The Tech Munch: 2012

Sunday, November 25, 2012

Babbage's Difference Engine in Action

I used the holiday season to visit the computer history museum in Mountain View. It was not the first time I had visited this wonderful museum (a must see if you ever visit the Silicon Valley), but it was the first time I saw their Babbage machine (Difference Engine #2, Serial 2) in action (it was in repair due to the shipping damage last time I visited the museum). When I saw the double helix pattern appearing when the machine turned to do a calculation, I was speechless. It's like seeing the birth of the modern computer!
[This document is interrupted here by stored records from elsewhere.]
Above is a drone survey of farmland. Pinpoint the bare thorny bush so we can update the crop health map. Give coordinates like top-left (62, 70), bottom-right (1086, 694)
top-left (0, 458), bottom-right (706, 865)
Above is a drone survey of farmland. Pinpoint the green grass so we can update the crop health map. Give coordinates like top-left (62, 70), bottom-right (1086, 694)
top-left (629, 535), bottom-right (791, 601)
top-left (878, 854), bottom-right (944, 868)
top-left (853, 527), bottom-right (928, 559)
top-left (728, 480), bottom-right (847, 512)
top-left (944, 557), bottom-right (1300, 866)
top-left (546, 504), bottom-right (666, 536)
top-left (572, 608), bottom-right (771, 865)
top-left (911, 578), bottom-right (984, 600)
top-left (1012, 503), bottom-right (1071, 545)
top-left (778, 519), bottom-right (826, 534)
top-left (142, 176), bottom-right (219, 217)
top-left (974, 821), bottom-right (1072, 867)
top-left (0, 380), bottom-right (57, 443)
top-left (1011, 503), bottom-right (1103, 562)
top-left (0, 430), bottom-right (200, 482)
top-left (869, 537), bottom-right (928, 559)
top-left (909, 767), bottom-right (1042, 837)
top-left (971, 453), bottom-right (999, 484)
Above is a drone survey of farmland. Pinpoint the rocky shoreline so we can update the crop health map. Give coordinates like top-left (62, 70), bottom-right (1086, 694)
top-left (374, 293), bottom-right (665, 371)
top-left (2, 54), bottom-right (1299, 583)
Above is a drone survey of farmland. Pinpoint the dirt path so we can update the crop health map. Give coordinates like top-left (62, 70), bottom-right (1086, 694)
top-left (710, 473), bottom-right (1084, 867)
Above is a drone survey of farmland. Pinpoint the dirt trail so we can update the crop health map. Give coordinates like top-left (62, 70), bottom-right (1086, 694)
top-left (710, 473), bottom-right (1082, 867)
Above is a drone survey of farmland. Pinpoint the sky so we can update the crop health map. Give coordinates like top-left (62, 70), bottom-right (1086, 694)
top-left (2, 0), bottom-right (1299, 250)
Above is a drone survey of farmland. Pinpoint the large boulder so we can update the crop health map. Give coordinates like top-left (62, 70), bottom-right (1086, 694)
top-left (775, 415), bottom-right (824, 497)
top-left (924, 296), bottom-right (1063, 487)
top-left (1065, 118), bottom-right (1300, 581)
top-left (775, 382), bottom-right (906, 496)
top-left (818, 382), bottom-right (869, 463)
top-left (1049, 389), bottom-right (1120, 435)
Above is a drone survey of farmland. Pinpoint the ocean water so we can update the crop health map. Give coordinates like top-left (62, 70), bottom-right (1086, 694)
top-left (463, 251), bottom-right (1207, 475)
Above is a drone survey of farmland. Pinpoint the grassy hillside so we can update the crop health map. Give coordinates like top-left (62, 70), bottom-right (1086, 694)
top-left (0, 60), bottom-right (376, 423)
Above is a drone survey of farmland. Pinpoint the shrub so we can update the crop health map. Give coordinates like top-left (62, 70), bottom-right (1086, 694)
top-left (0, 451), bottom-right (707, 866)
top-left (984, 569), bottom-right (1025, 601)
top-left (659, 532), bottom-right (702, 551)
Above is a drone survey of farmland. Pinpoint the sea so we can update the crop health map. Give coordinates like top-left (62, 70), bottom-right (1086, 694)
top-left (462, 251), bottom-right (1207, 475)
I would not go into the details about the machine, for which I encourage you to visit the museum (or the Science Museum in London), but I found a few "design principles" Babbage applied to the machine quite interesting. For example, to "improve" the speed of the calculation, the machine was designed to do the calculation in parallel. Babbage also added a printing system, a design he borrowed from his "analytical machine" (which he never finished). This reusable module could even print different fonts! He also designed the wheels in such a way that if some mechanical parts were out of sync (so they would generate wrong results) they would jam the whole machine so a properly functional machine would never generate incorrect calculations. It's fascinating to see those design ideas or safety mechanisms applicable even in the modern software or hardware design.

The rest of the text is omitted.